Granted, we seem to be in a somewhat unique position with cases trending toward less than 100/day in a few weeks if the moving average continues to move as it has. At the same time, nations like France and Britain are seeing a bit of a “second wave” sort of spike. Still, even in these nations, I consider things to be likely to reverse once vaccines are sorted – and I don’t see this delaying for very long, into 2021. Being that I see a recovery likely in 2021, and I expect traveling to pick up again, I view this as bullish for AXP, and an argument in favor for its ongoing recovery.

That’s not even mentioning that I view the US as likely to recover quicker given its warp-speed vaccine initiative and states wanting to open back up. The US is, after all, the company segment seeing more than 50% of AXP’s revenues as things stand.

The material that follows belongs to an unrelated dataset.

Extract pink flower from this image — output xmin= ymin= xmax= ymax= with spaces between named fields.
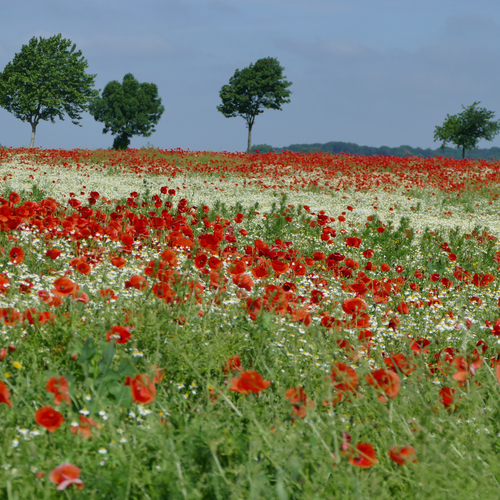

Because of this, I view AXP as the only credit card company which, compared to MA’s and V’s P/E valuations of nearly 47X and 40X respectively, can be considered to be in any degree fairly valued or undervalued. Since I want to own stock in all of the three, I view this as a good time to invest more in American Express.

Thank you for your time.


At essentially “fair value” with a target range of ~$97-~$105/share, I view American Express with a “BUY” stance.

Disclosure: I am/we are long AXP, V, MA. I wrote this article myself, and it expresses my own opinions. I am not receiving compensation for it (other than from Seeking Alpha). I have no business relationship with any company whose stock is mentioned in this article.

Additional disclosure: While this article may sound like financial advice, please observe that the author is not a CFA or in any way licensed to give financial advice. It may be structured as such, but it is not financial advice. Investors are required and expected to do their own due diligence and research prior to any investment.

I own the European/Scandinavian tickers (not the ADRs) of all European/Scandinavian companies listed in my articles.